With the introduction of QoS profiling to some traffic flows across the network we now have packets transmitted in our "low priority" class. The biggest use of this currently is within the cloud network for their ceph traffic, but this will likely also be replicated for production analytics and other bulk-data flows (for instance T381389).
In this scenario we might want to consider how we alert on link usage, as we now have a situation where we might max link bandwidth, but we don't care as much as no "important" traffic is being dropped. Paging everyone if we see high usage for a short time (perhaps due to a large analytics job, or ceph cluster rebalance), might not make sense in that scenario.

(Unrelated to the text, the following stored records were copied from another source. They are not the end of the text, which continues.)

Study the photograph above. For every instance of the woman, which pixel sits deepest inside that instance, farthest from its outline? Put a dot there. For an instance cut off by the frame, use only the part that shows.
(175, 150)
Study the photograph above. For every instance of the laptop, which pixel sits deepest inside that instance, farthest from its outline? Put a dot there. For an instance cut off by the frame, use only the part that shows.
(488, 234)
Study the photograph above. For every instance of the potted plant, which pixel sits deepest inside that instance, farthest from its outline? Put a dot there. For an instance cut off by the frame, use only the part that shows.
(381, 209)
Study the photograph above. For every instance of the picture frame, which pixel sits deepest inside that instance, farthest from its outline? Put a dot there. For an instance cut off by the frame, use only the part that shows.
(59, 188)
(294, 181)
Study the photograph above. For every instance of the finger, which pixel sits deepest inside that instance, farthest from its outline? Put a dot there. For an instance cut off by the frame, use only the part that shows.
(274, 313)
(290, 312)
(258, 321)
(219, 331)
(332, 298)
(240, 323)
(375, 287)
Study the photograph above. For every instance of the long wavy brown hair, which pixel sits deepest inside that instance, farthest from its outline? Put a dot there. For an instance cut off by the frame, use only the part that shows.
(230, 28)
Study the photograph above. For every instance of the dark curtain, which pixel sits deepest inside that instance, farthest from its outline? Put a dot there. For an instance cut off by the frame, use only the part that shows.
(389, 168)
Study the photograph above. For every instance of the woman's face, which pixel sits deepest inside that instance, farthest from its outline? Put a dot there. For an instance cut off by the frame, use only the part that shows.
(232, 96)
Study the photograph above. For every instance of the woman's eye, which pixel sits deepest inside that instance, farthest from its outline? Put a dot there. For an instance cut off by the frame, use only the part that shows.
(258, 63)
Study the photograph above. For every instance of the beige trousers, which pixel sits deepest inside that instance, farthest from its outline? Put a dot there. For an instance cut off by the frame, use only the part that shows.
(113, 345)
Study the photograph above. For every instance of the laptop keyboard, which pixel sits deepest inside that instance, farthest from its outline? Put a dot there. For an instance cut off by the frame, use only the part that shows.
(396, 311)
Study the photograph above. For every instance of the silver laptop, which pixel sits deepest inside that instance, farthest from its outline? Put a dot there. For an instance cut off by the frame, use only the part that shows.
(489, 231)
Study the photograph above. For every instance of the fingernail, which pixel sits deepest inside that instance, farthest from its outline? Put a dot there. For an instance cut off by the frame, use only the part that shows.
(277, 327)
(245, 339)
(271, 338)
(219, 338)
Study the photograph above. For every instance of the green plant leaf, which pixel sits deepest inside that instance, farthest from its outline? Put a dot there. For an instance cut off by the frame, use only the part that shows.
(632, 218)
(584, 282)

Overall this it's a tricky balance. What I think we can possibly do for now is:
- Leave the LibreNMS alert in place
- Introduce a new alertmanager rule, based on our drop counters, which pages if we have significant drops in our "normal" or "high" categories
- This is indicative of link saturation, but in some ways a more accurate measure of issues
- We need to decide whether to look at just tail drops or also include RED drops
- Introduce a new alertmanger rule, based on on the overall link usage, that pages if we are saturating a link for an extended period
- Hard to say what the right window for this is
- But basically even if there is mostly "low" profile traffic we don't want links that are permanently running hot
- Unsure if this should page or not
Once we get some confidence in how the new rules are working we can change how we process the LibreNMS rule and not have it page. Interested to hear other views here too.